Free covers the proof loop: discover a symbol with /v2/search, confirm what it supports with /v2/coverage, pull a /v2/snapshot, and run a /v2/valuation. Every other route requires Starter or Builder. A Free key that calls a paid route gets HTTP 403 with PLAN_UPGRADE_REQUIRED:
{
  "error": {
    "code": "PLAN_UPGRADE_REQUIRED",
    "message": "This endpoint requires Starter or Builder. Free includes search, coverage, snapshot, and valuation.",
    "retryable": false
  }
}
This is not retryable. Upgrade the key, or call one of the four Free routes.

Rate-limit headers

Every response that passes key verification carries three headers describing your current minute bucket, successes and post-auth errors alike (400, 403, 404 SYMBOL_UNKNOWN, 429). Only a pre-auth 401 or an unmatched-route 404 NOT_FOUND omits them, since both fail before the key is checked:
X-RateLimit-Limit: 60
X-RateLimit-Remaining: 59
X-RateLimit-Reset: 1798912312
HeaderMeaning
X-RateLimit-LimitRequests allowed in the current minute window.
X-RateLimit-RemainingRequests left in that window.
X-RateLimit-ResetUnix epoch seconds when the window resets.
Read X-RateLimit-Remaining to pace yourself before you ever hit a 429.

Hitting a ceiling

When you exceed the per-minute rate or exhaust your quota, requests return HTTP 429 with RATE_LIMITED until the window resets: the daily window for Free, the monthly window for Starter and Builder. A 429 adds a Retry-After header (seconds) and sets X-RateLimit-Remaining to 0. The headers on a 429 describe whichever window tripped. A minute-bucket 429 shows your per-minute limit and a Retry-After of seconds.
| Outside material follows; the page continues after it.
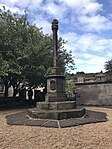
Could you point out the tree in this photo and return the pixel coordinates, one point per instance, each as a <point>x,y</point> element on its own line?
<point>25,52</point>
A quota 429 flips X-RateLimit-Limit to the quota itself (100 on Free), sets X-RateLimit-Reset to the window’s end, and sends a Retry-After of hours: a Free daily 429 reports the seconds until midnight UTC. There is no header that counts the daily or monthly budget down during normal operation; if quota matters to your job, count requests yourself. This is a minute-bucket 429:
429 captured 2026-06-05
HTTP/1.1 429 Too Many Requests
X-RateLimit-Limit: 30
X-RateLimit-Remaining: 0
X-RateLimit-Reset: 1780669200
Retry-After: 21

{
  "error": {
    "code": "RATE_LIMITED",
    "message": "Rate limit exceeded. Please slow request rate and retry.",
    "retryable": true
  }
}
RATE_LIMITED is retryable. Stop sending for that key, wait Retry-After (21 seconds in this capture) or until X-RateLimit-Reset, then resume at lower concurrency and cache repeat reads. The same gating applies to the hosted MCP tools, since they call the same routes. For retry mechanics across every error, see error codes.